Arron, why u crash my dream like that??? :lol:

so what are these guys dipping at Yates? steelhead? trout? sucker? crappie?


----------



## DE82 (Nov 28, 2007)

wanderboy said:


> we go trout by next month's end, right? i am marking down my calendar...


I'll get you out John, remember I promised I'd get you on some nice trout


----------



## MDNRFD (Nov 18, 2008)

Look don't waste your time. Your Trout time that is. Waiting til April is way to late. I don't know about the Clinton but the Huron you can easily catch steelies into late may and I know of someone who cuaght one at the end of July. The best time on SE rivers is about when the water temp hits 45 degrees. Plus all of the fish which came in during the winter on any unpressured river are ready to go.
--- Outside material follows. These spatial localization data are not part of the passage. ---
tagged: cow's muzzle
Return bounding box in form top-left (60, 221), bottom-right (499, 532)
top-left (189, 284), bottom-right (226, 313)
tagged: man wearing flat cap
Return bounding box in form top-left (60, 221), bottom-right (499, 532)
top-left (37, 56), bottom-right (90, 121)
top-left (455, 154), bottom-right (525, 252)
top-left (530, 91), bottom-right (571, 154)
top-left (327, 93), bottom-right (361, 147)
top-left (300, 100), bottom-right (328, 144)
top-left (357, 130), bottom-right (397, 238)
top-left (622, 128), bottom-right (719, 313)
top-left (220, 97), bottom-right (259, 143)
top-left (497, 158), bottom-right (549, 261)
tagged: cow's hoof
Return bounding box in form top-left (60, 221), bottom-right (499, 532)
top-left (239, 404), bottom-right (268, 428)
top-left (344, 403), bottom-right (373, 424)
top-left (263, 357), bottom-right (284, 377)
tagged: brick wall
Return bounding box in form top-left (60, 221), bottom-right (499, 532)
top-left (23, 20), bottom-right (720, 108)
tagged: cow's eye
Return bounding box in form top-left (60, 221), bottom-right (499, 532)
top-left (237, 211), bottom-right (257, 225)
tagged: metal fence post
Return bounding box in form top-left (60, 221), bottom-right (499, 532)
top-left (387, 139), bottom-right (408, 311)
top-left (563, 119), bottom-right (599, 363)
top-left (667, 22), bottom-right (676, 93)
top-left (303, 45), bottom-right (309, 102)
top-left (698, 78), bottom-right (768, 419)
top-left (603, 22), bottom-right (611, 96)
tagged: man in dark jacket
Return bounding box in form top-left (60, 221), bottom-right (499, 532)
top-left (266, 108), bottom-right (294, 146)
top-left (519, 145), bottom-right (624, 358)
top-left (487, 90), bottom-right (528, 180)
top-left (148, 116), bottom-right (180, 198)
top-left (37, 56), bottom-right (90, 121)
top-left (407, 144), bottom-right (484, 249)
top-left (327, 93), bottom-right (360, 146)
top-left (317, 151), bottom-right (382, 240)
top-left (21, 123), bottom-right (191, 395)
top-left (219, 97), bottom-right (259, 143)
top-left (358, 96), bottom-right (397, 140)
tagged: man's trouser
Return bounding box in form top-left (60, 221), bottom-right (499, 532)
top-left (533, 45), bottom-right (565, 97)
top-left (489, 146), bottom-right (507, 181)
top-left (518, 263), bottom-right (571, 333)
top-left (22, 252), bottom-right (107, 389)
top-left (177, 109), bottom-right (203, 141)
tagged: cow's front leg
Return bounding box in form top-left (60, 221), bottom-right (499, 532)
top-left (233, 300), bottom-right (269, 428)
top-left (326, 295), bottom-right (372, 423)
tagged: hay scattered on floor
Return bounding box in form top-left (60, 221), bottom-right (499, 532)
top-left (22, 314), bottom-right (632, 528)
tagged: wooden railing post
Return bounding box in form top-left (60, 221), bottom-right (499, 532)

I'll be out there as soon as the shelf ice is mostly gone if not sooner.


----------



## wanderboy (Sep 24, 2008)

DE82 said:


> I'll get you out John, remember I promised I'd get you on some nice trout


Bryon, I still got that write for just for the record.... just remember, I know where you fished... :lol:

all these talks getting me excited. heard the temp going way up next week..... thinking to hit the river at President's Day (got the day off), know if there's anything around Yates by then?


----------



## stelmon (Sep 21, 2000)

wanderboy said:


> know if there's anything around Yates by then?


Yea, lots of people:lol: and little fish


----------



## DE82 (Nov 28, 2007)

wanderboy said:


> Bryon, I still got that write for just for the record.... just remember, I know where you fished... :lol:
> 
> all these talks getting me excited. heard the temp going way up next week..... thinking to hit the river at President's Day (got the day off), know if there's anything around Yates by then?


It's a coin flip if there is enough fish to warrant getting over there but worth a shot, maybe I'll join you if the weather is nice -Bryon


----------



## wanderboy (Sep 24, 2008)

stelmon said:


> Yea, lots of people:lol: and little fish


sometime getting those suckers aren't so bad after the long cold winter. 

hmmm..... i missed those suckers.......... 

Bryon, I'll let you know ahead of the time if I decide to go out there give it a shot. 

MDNRED, I am sure Huron has lot more fish than Clinton, but this is 10 minutes drive vs. 1 hour drive down south. 

V
-jd.


----------



## DE82 (Nov 28, 2007)

wanderboy said:


> sometime getting those suckers aren't so bad after the long cold winter.
> 
> hmmm..... i missed those suckers..........
> 
> ...


John, I'm probably heading out ice fishing sometime this week to LCS, been slow the last few times but if you wanna go let me know -Bryon


----------



## stinger63 (Nov 25, 2003)

wanderboy said:


> Arron, why u crash my dream like that??? :lol:
> 
> so what are these guys dipping at Yates? steelhead? trout? sucker? crappie?


If it makes you feel any better how about the 1st of april:16suspect
Hopefully sometime this spring I`ll get a chance to experience some of the fine trout fishin on the clinton.
Dam I miss fishing right now.


----------



## ausable_steelhead (Sep 30, 2002)

> I am sure Huron has lot more fish than Clinton, but this is 10 minutes drive vs. 1 hour drive down south.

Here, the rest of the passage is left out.